ATAR, qui est le cousin des frères EL BAKRAOUI qu’il a beaucoup visités en prison en 2012-2013 durant leur incarcération (et radicalisation), est parti en Irak en 2004 où il est arrêté par les forces de la coalition en 2005 et condamné en 2007 à une peine à perpétuité réduite ensuite à 10 ans d’emprisonnement ; il séjourne notamment dans la prison américaine d’Abou Ghraib près de Bagdad; sur acceptation de délivrance d’un passeport par les Affaires étrangères belges comme fruit d'une intense campagne orchestrée par sa famille et certaines personnalités publiques, - qui mettent en avant ses problèmes médicaux -, il a pu revenir en Belgique en 2012 où il fut présenté, à son retour, à une juge d’instruction qui l’a inculpé mais ne l’a pas placé sous mandat d’arrêt ; il est expliqué à l’audience que la juge d’instruction a tenu compte qu’il avait déjà été détenu pendant 7 ans (il y côtoie les fondateurs de l’EI) et que les faits qui lui étaient reprochés pourraient être en conflit avec la règle non bis in idem (on ne peut pas poursuivre quelqu’un deux fois pour les mêmes faits). A son retour en Belgique, il a renoncé à être vu par un médecin et a déclaré ne prendre aucun médicament et ne pas être malade ; dans l’enquête de moralité, ses sœurs parlent de problèmes de santé. Il est reparti fin 2013 en Syrie via la Turquie après un petit séjour en Tunisie où il est arrêté administrativement et expulsé, pour un signalement non effacé.

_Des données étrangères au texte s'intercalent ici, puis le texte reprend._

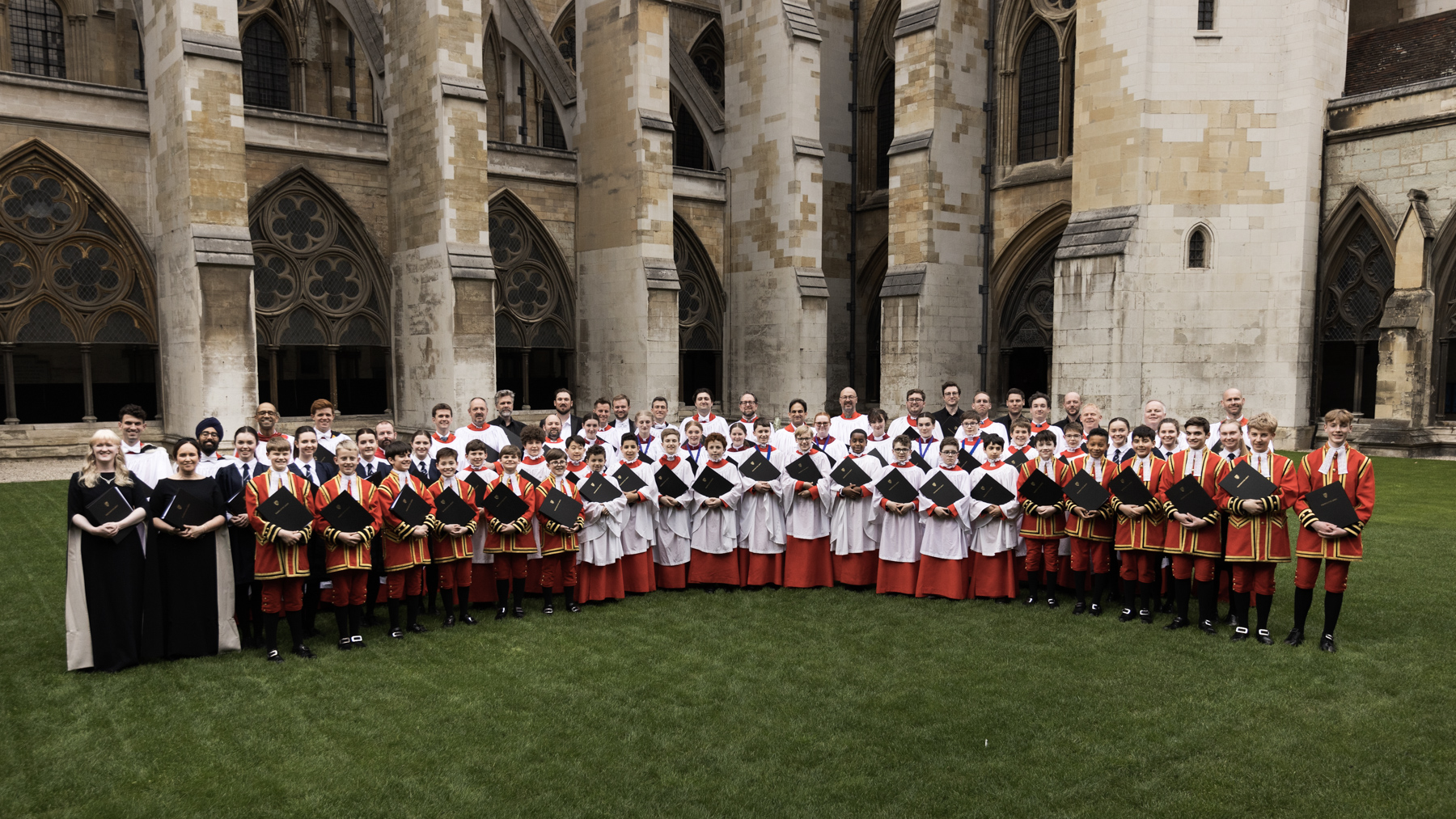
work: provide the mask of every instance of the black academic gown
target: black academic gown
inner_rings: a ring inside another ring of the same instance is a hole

Pour beaucoup, ATAR est une « légende » ; il est l’émir et l’organisateur des attentats en Europe.

Le mercredi 8 février s’est poursuivie cette présentation où la place d’ATAR a été située dans la structure de l’EI : au sommet de l’EI, le calife autoproclamé, Abou Bakr AL-BAGHDADI, est entouré d’un comité restreint où se trouve aussi de manière prépondérante Abou Mohammed AL ADNANI ; au sein de l’EI, il y a des liens croisés entre, d’une part, le Bureau ou la Cellule des opérations extérieures (COPEX), dirigée par AL ADNANI, et, d’autre part, la Brigade spéciale qui intervient comme unité d’élite (la Liwa As Saddiq), créée aussi par AL ADNANI.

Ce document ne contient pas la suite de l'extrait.